ALT, AST, alkaline phosphatase, total bilirubin at baseline; pregnancy test in females of reproductive potential prior to initiation of therapy. Measure transaminases prior to any increase in dose or monthly (whichever occurs first) during the first year, and then at least every 3 months and prior to dosage increases (also see Dosage Adjustment for Toxicity)
Lomitapide directly binds to and inhibits microsomal triglyceride transfer protein (MTP) which is located in the lumen of the endoplasmic reticulum. MTP inhibition prevents the assembly of apo-B containing lipoproteins in enterocytes and hepatocytes resulting in reduced production of chylomicrons and VLDL and subsequently reduces plasma LDL-C concentrations.

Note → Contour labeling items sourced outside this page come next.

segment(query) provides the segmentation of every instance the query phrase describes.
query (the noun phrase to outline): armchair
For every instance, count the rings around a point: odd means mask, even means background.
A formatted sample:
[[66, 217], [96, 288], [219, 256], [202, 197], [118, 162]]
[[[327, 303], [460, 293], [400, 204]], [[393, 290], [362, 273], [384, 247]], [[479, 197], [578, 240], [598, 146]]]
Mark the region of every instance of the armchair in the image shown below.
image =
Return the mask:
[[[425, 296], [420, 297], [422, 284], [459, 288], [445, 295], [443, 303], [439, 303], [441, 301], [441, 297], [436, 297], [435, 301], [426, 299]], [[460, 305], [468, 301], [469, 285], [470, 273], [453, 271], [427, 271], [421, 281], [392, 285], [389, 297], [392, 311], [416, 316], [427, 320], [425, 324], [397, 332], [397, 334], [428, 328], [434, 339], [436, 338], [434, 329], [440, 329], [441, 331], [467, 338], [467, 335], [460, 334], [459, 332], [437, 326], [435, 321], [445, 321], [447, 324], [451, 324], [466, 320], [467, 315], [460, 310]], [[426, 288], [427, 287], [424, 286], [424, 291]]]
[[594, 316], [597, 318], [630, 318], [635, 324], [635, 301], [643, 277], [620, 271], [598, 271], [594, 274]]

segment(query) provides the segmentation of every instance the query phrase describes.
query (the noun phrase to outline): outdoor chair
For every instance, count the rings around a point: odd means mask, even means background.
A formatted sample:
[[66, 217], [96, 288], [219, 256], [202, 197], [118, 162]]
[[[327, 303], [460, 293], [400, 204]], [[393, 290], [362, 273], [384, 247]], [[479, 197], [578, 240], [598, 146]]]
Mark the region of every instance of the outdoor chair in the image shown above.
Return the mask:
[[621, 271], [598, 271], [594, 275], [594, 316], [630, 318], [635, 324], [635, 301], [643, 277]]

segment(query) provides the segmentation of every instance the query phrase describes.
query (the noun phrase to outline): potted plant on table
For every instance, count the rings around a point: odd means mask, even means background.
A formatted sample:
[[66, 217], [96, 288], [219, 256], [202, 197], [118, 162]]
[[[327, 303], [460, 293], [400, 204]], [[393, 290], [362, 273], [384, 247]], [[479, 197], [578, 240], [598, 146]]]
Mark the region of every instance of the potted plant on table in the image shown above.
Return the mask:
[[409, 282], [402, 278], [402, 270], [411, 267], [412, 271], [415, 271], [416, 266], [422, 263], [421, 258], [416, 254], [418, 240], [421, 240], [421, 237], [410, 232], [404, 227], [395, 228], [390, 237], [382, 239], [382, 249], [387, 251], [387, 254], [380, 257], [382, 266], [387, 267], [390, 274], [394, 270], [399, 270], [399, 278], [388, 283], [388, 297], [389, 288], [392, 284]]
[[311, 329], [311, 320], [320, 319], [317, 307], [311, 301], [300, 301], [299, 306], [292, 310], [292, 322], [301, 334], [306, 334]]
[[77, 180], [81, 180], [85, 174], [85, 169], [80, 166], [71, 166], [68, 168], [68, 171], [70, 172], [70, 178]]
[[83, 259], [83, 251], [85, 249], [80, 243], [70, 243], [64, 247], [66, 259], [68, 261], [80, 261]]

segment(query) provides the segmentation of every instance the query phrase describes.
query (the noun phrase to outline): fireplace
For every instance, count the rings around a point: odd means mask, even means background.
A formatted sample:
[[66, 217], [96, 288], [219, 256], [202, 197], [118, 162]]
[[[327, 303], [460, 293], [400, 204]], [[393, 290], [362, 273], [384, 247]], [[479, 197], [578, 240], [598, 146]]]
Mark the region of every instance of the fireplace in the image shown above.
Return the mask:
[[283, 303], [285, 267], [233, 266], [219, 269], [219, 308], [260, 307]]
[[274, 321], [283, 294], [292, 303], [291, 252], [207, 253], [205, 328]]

Distribution: Mean Vd: 985-1292 L
Protein binding: 99.8% to plasma proteins
Metabolism: Primarily hepatic (extensive) through CYP3A4 to M1 and M3 (major [inactive in vitro] metabolites); CYP1A2, CYP2B6, CYP2C8, and CYP2C19 are also involved in metabolism to a minor degree.
Bioavailability: ~7%
Half-life elimination: 39.7 hours
Time to peak: ~6 hours
Excretion: Urine (53% to 60%; major component: M1 metabolite); feces (33% to 35%; major component: parent drug)
Altered kidney function: In patients with end-stage renal disease receiving dialysis, lomitapide exposure was increased by ~50% compared to healthy volunteers. The pharmacokinetics of lomitapide have not been evaluated in patients with mild to severe renal impairment not receiving dialysis; however, exposure exceeding 50% is possible.
Hepatic function impairment: In patients with mild hepatic impairment (Child-Pugh class A), lomitapide exposure was increased by ~50% compared to healthy volunteers. Lomitapide exposure was increased by 164% and Cmax was 361% higher in patients with moderate hepatic impairment compared to healthy volunteers.